INERTE

Sei de muita coisa que não vi.

Pego-me entendendo assuntos que sequer ouvi falar.

Nunca sei como começar. Pois todas as coisas já existem aqui dentro de mim.

Estou reduzida a pó de estrelas... Ai de mim.

Andei inerte na minha lucidez, ou seria lúcida na minha inércia? Não sei.

Só sei que estive inerte e parecia uma bolha de sangue coagulando.

Sinto-me envenenada... tampada num vidro e na contra-mão uma clareza gigantesca arregala meus olhos.
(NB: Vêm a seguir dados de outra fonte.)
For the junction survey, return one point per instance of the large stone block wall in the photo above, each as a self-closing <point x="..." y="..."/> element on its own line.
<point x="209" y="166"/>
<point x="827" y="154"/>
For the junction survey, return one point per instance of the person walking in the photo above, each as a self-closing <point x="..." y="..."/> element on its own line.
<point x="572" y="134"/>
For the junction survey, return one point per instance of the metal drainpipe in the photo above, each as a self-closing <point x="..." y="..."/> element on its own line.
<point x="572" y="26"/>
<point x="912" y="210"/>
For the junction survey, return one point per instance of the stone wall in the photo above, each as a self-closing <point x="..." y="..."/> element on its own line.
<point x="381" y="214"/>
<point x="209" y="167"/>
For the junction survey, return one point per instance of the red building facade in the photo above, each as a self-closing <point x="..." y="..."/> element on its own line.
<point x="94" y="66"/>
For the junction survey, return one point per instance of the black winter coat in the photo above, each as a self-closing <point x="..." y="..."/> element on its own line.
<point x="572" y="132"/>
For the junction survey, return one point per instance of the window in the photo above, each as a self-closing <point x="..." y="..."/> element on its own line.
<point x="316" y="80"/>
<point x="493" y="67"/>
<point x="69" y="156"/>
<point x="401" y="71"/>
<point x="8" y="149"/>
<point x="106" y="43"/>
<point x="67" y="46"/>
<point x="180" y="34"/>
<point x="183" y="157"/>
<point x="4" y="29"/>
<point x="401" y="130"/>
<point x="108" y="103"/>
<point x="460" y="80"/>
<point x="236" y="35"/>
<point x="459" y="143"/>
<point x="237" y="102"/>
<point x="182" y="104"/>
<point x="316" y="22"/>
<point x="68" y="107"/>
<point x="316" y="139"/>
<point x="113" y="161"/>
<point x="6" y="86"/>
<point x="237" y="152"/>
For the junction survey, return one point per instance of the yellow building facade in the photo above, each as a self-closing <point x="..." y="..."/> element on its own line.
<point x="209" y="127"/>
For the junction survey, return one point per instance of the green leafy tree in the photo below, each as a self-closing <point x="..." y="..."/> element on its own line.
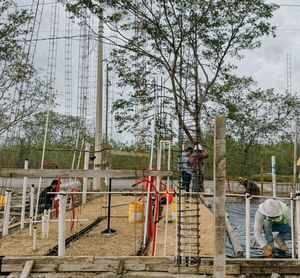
<point x="22" y="93"/>
<point x="189" y="43"/>
<point x="254" y="116"/>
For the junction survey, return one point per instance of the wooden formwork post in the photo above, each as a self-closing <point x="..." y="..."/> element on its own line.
<point x="219" y="197"/>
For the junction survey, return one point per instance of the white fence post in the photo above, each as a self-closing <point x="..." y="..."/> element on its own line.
<point x="6" y="212"/>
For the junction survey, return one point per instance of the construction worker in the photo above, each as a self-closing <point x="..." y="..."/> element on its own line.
<point x="272" y="216"/>
<point x="46" y="200"/>
<point x="196" y="162"/>
<point x="250" y="186"/>
<point x="185" y="169"/>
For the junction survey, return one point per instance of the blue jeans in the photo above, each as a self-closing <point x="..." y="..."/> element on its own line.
<point x="198" y="180"/>
<point x="283" y="229"/>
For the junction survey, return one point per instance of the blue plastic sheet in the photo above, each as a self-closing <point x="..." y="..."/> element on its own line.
<point x="235" y="209"/>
Escrevendo isso agora e penso se estou dedilhando silenciosamente. Minha letra não pode gritar, ela tem medo dos segredos aqui expostos.

Bom, não sei.

Preciso de ajuda.

Sinto-me infinita. Não me alcanço e também não consigo pensar em ninguém que ao me tocar com as mãos, me faria sentir o pulsar do seu-meu coração. Não sinto.

Minha clareza me faz enxergar que ando impulsiva, intuitiva, tudo além do normal. Ando realizando, mais do que pensando.

Minhas palavras me roubam da morte e transfundem essa energia que me envolve.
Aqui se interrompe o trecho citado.